Under the new law, if you are over 70 ½, you may still make qualified charitable distributions up to $100,000 per year from your IRA. However, that amount is reduced by deductible IRA contributions you made in the same year.
Do these changes impact you?
The SECURE Act has broad impact. Many clients will need to make changes to their beneficiary designations or their estate plans. If you have a retirement account, you may need to make changes to your estate plan if:
- Your retirement accounts are large (valued at several million dollars and more). The impact of the increased income tax will be significant.
- You named as beneficiary a minor or young adult, or a trust for his or her benefit.
- You named as beneficiary a disabled or chronically ill person, or a trust for his or her benefit.
- You want your retirement account to provide long term support to a beneficiary who is disabled, ill, or unable to manage money.
Please reach out to us so we can provide specific, expert advice to benefit your family.
How can we help you?
The SECURE Act also offers some new estate planning opportunities to consider.
- You may wish to do a Roth conversion of all or part of an existing IRA to save your beneficiaries income taxes.

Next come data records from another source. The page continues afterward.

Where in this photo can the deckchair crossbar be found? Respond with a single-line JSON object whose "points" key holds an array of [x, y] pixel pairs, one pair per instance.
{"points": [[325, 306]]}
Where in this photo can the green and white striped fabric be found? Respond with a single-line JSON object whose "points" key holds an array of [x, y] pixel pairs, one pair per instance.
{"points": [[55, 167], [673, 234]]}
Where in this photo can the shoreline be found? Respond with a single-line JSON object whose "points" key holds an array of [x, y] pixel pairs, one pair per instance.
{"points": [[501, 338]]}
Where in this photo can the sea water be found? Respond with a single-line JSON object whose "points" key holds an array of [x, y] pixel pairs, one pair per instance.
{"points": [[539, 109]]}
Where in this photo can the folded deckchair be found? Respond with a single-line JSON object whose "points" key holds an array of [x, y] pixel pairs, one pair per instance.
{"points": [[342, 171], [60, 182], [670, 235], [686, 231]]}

Although income taxes will be due at conversion and the 10-year rule will still apply, the beneficiaries will not pay income taxes on the accelerated distributions.
- If you are charitably inclined, you may wish to leave all or part of your retirement account to charity or to a charitable remainder trust, which do not pay income taxes, and leave other assets to individual beneficiaries.
- You may want to reconsider the division of assets among your beneficiaries. For instance, you may want to leave your retirement account to a disabled child (who is an Eligible Designated Beneficiary and qualifies for a lifetime payout period) and leave other assets to other beneficiaries.
- You may consider purchasing additional life insurance to replenish retirement assets lost to income taxes.
What about your trust?
Most clients will not have to revise their trust to accommodate the new law, even if retirement benefits will pass to the trust at death. The trust provisions will still work. Nonetheless, an amendment to the trust may be required if a trust beneficiary is disabled or chronically ill.